For much of the intervening time, journalism has again been the main way of making a living. Not sport any longer, but the past couple of years has seen a return home to Gloucester – after more than a decade living and working in south Wales – news subbing for the Gloucestershire Echo and the Gloucester Citizen, my first daily newspaper an infeasibly long 20 years ago.
But mixed in with that for most of the last four years has been working in travel.
And what wasn’t there to love? Working for a small overland travel company – the one which organised that London to New York trip – large chunks of my job involved chatting about travel, answering questions and guiding people from an initial enquiry through the preparations and helping them out until their overland adventure came to an end.
When the company hit problems, a new owner failed to understand the specialised nature of such a firm and what was needed – both financially and logistically – and with the writing on the wall, it became clear that journey was over and a return to journalism was on the cards.

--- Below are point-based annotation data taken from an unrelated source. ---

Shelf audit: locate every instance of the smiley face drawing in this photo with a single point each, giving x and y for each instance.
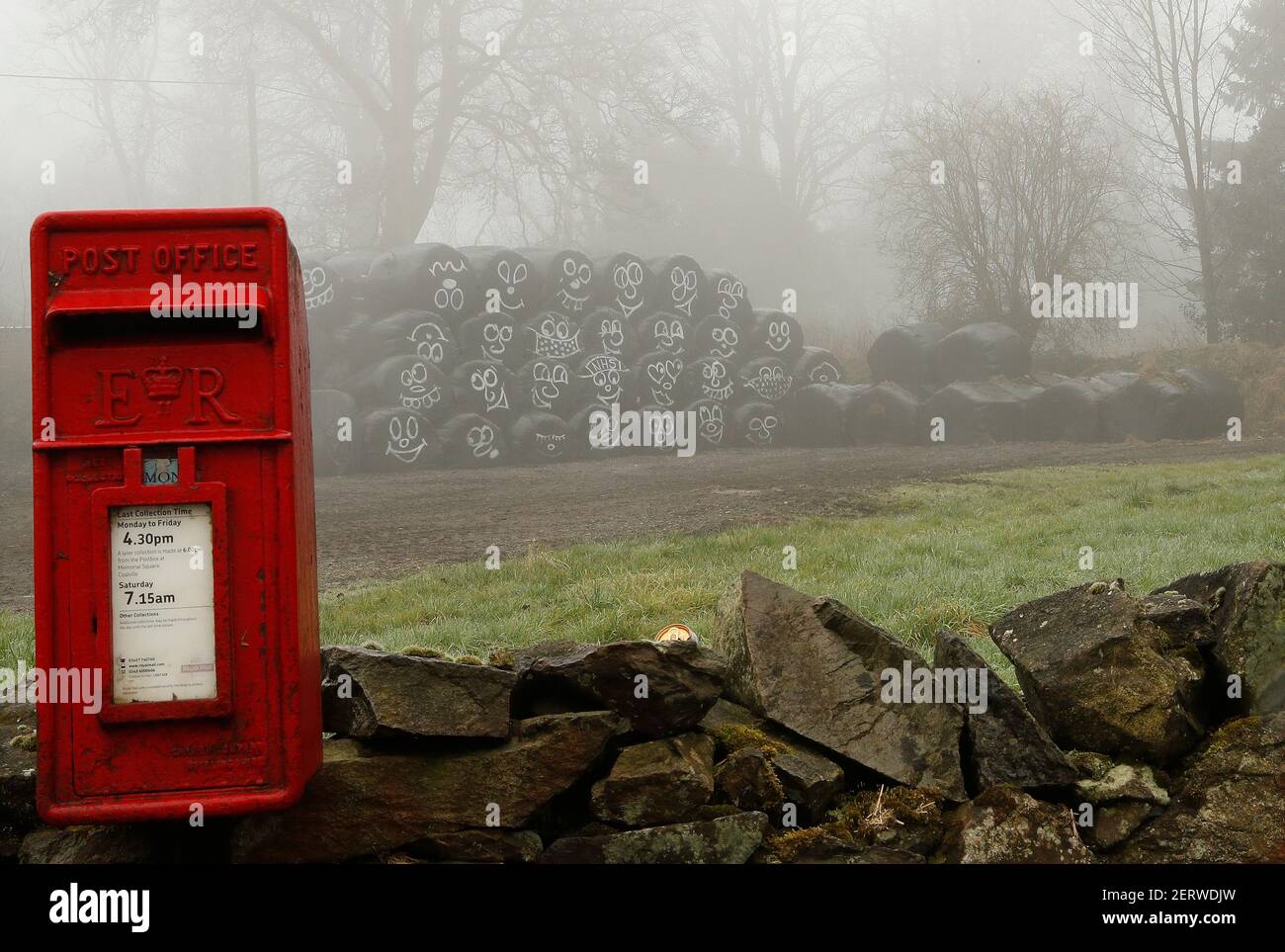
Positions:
(573, 280)
(486, 382)
(759, 429)
(710, 423)
(767, 380)
(605, 373)
(628, 279)
(731, 293)
(548, 382)
(405, 442)
(554, 335)
(682, 290)
(508, 295)
(418, 390)
(431, 342)
(662, 373)
(480, 442)
(317, 288)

Without wishing to bore anyone with the full story – or to follow the lead of the former owner who responded to the company’s demise with a string of unfounded allegations, rewriting of history and what he liked to call straight talking, but was merely being boorish and rude – the company ended amid acrimony.
One day the full tale will be told, but now is not the time nor place.

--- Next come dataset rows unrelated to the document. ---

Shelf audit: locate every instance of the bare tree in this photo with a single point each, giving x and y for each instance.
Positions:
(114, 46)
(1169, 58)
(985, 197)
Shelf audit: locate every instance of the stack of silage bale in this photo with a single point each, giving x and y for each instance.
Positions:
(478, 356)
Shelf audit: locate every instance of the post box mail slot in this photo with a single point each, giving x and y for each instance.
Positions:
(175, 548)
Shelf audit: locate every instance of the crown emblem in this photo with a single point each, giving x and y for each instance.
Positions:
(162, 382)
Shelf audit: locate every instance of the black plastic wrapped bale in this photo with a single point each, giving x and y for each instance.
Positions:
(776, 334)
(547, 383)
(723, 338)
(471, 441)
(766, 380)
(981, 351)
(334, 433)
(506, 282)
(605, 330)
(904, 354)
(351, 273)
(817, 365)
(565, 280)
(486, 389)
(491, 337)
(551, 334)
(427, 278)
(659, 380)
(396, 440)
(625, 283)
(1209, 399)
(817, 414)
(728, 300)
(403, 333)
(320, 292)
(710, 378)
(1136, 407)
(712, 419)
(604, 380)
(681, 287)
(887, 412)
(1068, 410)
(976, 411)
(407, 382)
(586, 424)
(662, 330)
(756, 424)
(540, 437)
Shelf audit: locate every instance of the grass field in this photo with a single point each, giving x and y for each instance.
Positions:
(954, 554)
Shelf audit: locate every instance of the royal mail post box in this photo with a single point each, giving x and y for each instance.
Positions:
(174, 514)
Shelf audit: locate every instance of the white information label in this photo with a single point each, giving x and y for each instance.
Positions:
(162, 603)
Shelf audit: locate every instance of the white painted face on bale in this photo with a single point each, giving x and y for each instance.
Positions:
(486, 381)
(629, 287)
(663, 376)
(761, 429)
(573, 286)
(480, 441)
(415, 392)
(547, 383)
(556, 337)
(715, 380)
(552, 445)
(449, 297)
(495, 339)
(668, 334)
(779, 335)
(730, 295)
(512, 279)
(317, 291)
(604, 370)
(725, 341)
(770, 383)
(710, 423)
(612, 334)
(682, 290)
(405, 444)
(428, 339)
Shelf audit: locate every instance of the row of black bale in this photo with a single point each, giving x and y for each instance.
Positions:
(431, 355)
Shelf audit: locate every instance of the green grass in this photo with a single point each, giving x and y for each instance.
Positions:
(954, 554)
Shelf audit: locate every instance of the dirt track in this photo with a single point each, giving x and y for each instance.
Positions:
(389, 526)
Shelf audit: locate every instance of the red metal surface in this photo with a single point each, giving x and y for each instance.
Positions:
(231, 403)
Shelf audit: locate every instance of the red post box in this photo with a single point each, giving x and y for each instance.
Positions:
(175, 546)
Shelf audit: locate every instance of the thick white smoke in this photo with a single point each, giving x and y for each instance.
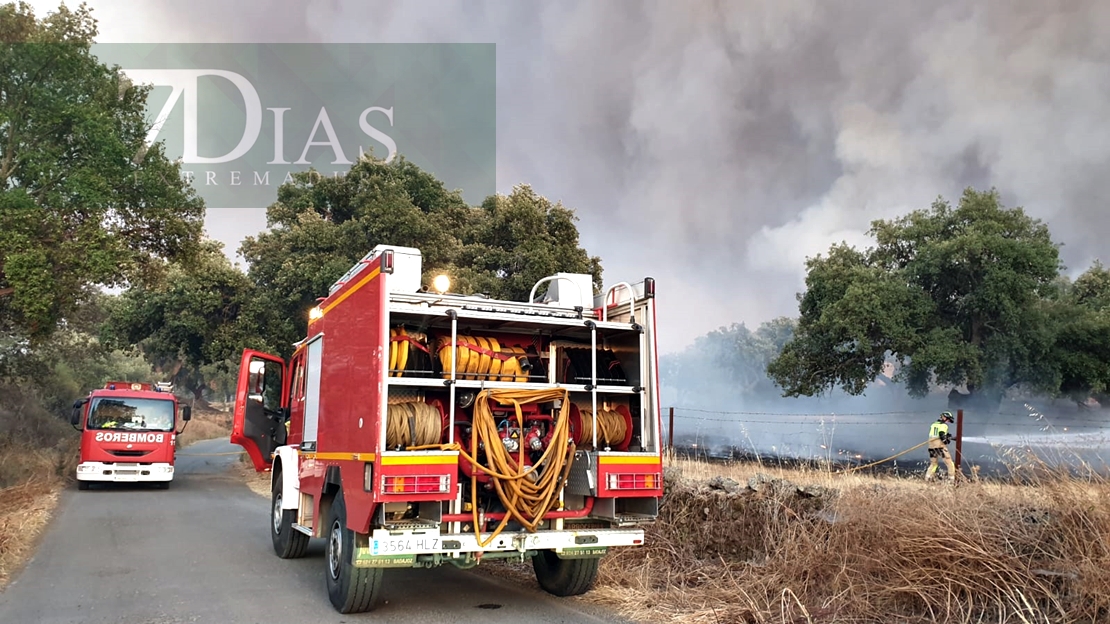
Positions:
(716, 144)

But those trips – London to New York without flying and the initial London to Sydney – had got under my skin and that of my former colleague and we just could not let them die.
That is why Epic Overland was born and how, for almost two years, the majority of my spare time was spent in front of a laptop dealing with the new company – and how answering questions about my job became more drawn-out.
It was tough, there’s no denying that, as it has been for many new businesses over the past few years – particularly ones asking people to put lives on hold for three months.
We did it our way and never owed anyone a penny, but in the end changes in our personal circumstances meant a decision had to be made. Epic Overland is not dead – it is on hiatus and who knows what we can make of it at some point in the future – but it needed more resources than we could throw at it to reach a momentum where it would largely take care of itself.
And above all, ironically, working in travel had put travelling on hold.
So, as soon as that hurdle was removed, it became increasingly hard to find a viable reason not to listen to the voice in the back of my head going on about the Oasis Overland Trans-Africa trip.
And so, six months out from departure, the tables have been turned and it is the staff of Oasis who may well end up regretting the “you know where we are if you need anything” message.
Don’t think they need to worry too much for now as most of my questions this far out are imponderables which they are unlikely to be unable to answer – the sort which differ for each trip and, more pertinently, each person. Africa and this style (and length) of overland travel is not an exact science.

And for all the creating and editing of to-do lists, my plan is to leave the great bulk of my preparations until after a friend’s wedding in South Carolina in August – although couldn’t resist the first bits of new kit while exploring Nomad travel shop in Bristol.
During my time at their end of a phoneline or e-mail from anxious travellers, the questions were generally split into two types.
The first was the details – where were they staying in a certain place, how much time was there in each destination, what was the food like (particularly from one traveller who did not like Chinese food and wanted to know if there were KFCs in Beijing), what facilities were like on the Trans-Siberian Railway and, most wonderfully, a girl who asked if people were voted off the bus like on Coach Trip.
The second were those imponderables that were largely based on concerns and we really had no way of answering – were they fit enough, what made up a standard day (very different in Europe to Mongolia or Australia) and, remarkably often, what were the other people like and would they get on with them.
And they remain the imponderables which, cannot lie, do spring into my head every so often.
But tackling the unknown, embracing it and turning it into an adventure is surely what a trip like this is all about. And the people have as big a part to play as the places we go and the things we see.